Following the information that has been circulating in the media and social networks regarding the lack of medication for two months at the Chicuque Rural Hospital, in the southern province of Inhambane, the Citizen Observatory for Health (OCS) has called the authorities of that hospital to learn more about the situation.
During the communication, the chief medical of Chicuque Rural Hospital, Micail Julaya, rebuts the information regarding the absence of paracetamol for two months, arguing that “it is not true that this hospital lacks medicine. The information on television did not come from the hospital, that was journalists’ invention.”
According to the chief medical, the hospital management “distances itself from the alleged lack of medicine. For a better understanding on the subject, one should consult the Maxixe District Services of Health, Women and Social Action, which are responsible for the management of medicines.”
“Who manages the medicines is not the heath unit that serves the patients”, Julaya stressed.

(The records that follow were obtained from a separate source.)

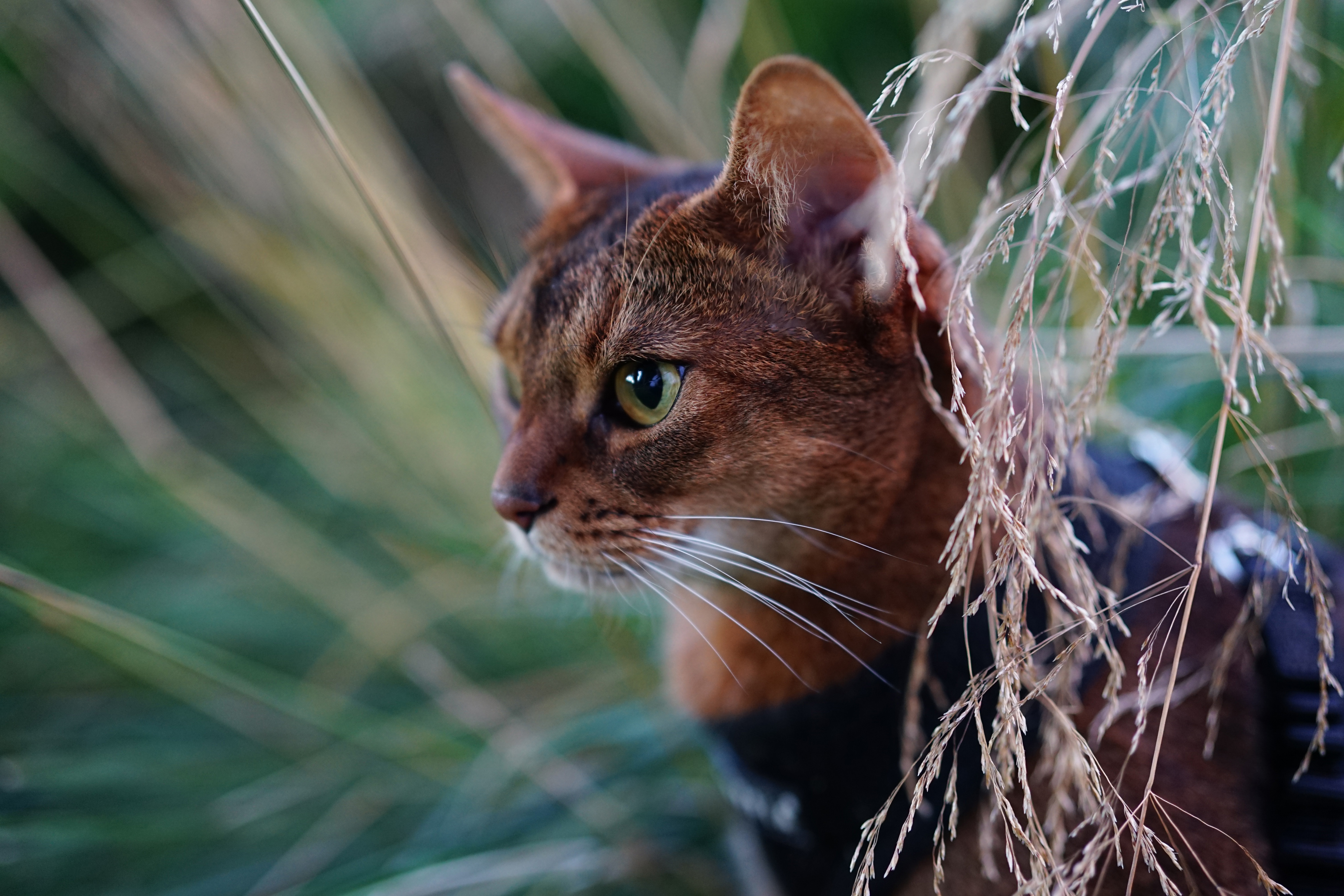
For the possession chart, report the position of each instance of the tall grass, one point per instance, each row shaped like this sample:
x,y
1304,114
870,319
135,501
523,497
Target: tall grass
x,y
260,635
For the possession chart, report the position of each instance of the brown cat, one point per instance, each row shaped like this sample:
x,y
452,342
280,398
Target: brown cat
x,y
717,397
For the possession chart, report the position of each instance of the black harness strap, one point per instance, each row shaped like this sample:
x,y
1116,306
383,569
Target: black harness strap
x,y
807,774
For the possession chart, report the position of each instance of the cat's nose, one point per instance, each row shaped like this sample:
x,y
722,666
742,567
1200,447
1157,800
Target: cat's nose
x,y
519,507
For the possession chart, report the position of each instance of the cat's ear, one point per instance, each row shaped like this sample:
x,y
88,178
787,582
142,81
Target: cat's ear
x,y
808,175
554,160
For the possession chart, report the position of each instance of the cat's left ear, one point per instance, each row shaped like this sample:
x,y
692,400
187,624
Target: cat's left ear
x,y
811,179
556,162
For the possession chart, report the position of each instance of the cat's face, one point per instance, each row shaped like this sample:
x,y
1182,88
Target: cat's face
x,y
685,378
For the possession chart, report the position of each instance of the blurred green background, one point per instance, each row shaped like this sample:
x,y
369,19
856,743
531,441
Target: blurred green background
x,y
275,640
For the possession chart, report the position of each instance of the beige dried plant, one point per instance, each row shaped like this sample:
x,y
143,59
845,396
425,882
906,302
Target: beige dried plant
x,y
1181,249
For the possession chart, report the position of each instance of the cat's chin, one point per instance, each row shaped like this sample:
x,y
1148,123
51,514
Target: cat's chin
x,y
587,579
597,579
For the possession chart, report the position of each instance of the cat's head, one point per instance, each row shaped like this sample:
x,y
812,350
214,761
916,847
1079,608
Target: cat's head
x,y
697,357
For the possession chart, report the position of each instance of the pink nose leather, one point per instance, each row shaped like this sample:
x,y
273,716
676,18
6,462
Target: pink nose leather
x,y
521,508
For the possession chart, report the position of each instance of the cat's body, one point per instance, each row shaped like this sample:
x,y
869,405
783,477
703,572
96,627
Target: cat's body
x,y
792,498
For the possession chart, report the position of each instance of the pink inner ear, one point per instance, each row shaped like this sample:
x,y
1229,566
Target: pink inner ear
x,y
802,144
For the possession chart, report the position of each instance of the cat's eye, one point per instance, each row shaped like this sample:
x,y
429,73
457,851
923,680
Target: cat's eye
x,y
647,390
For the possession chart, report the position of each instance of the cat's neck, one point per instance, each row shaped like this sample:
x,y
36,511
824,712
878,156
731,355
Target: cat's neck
x,y
729,653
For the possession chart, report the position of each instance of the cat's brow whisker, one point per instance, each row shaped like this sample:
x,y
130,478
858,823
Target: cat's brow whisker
x,y
659,592
728,616
794,526
846,448
803,622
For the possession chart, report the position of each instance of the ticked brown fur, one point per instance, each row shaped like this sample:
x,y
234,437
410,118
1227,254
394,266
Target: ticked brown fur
x,y
802,437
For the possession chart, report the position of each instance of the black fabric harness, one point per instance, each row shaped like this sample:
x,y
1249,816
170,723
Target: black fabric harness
x,y
807,774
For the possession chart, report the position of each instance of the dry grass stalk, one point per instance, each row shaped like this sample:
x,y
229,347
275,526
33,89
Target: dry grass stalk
x,y
1013,523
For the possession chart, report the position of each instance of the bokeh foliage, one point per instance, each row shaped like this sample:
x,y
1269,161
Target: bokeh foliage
x,y
294,655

The rebuttal of the inexistence of the medication comes at a time when, according to research carried out by OCS, entitled Challenges of Policy Implementation in Times of Crisis and Minimization Strategy, the Covid-19 pandemic proved that the Mozambican government does not have an adequate contingency plan to provide quality health services in times of crisis, as the population growth, associated with high fertility and birth rates, generates increased demand for health services. (read the full research: https://www.observatoriodesaude.org/covid-19-provou-que-o-governo-nao-esta-preparado-para-lidar-com-crises/).
Notwithstanding the rebuttal, the provincial chief medical in Inhambane, João Muchanga, in a statement to various media outlets, revealed that available medicines may last for four months only, adding that “other essential medicines have run out of time because of mismanagement and incorrect storage procedures.”
“Now we are carrying out activities to improve the management of medicine. Inhambane province has enough medicines to supply 144 health units for four months”, the doctor said.
Mistreatment VS Respect for Hospital Rules
In addition to the information regarding the lack of medicines, the OCS, through its green line, has recently received calls from some users of Chicuque’s health services, denouncing occurrence of mistreatment and slowness in care.
“I went to Chicuque Rural Hospital because my daughter was injured. I was told that the x-ray is only done from 07 until 15:30, so I should come back the next day. When I came back, I was mistreated… the professional yelled at me and ordered me to sit in a place with intense sun, but I refused”, says a user, in an anonymous condition.
“Every time I go to Chicuque Rural Hospital, I witness mistreatment and, as if that wasn’t enough, they are very slow to attend people. They even questioned me why my child fell, as if the accident was on purpose, but I said I was on duty. I noticed the professional who scolded me… other patients complained about the lack of care when changing plaster”, said the same patient.
Faced with mistreatment complaints, Micail Julaya stated that “we agree that there is bad service, but we have to understand what bad service is… there are patients who, for example, don’t understand that they have to meet a criterion to get to the urgent services.”
“I’m not saying that users are liars, what I’m saying is that sometimes there is a misperception about matters… each health unit has its habits and there are cases in which some patients get confused… when there is a noise in the information, misperception arises, although there are professionals who don’t know how to talk to patients”, the manager added.
What happens, Julaya explained, is that there are people who come to the Rural Hospital with illnesses that should be assistance at the health center.
“For example, the hospital has serious patients, and in this case the serious patient is given priority over the one who should be seen at the health center. Some people don’t understand this and say they are being misunderstood”, Julaya says.
“In cases of mistreatment, there is a box for complaints”, the manager stressed.
According to the same source, mistreatment is relative because “there are patients who are right and there are others who, disagreeing with the health technician’s recommendations, say they are mistreated, simply because they disagree.”
The manager also revealed that “now, for example, we have a lady who had two cesarean sections. We advised her to have another cesarian section, but she says she doesn’t want one. We then advise her to sign the paper, but she refuses. This leads to a misunderstanding and, behind it, a big debate. The user is always right, but he/she should know how to respect health professionals, we should all preserve good habits.”
The Rural Hospital of Chicuque, explains the manager, receives people from other provinces, including people from Maputo and Beira, because “they know that we know how to treat people.”
“Our positioning, as the Rural Hospital of Chicuque, lies in the continuous improvement of the work, we will do what is within our reach, but we need the collaboration of the users for a good functioning of our health system.”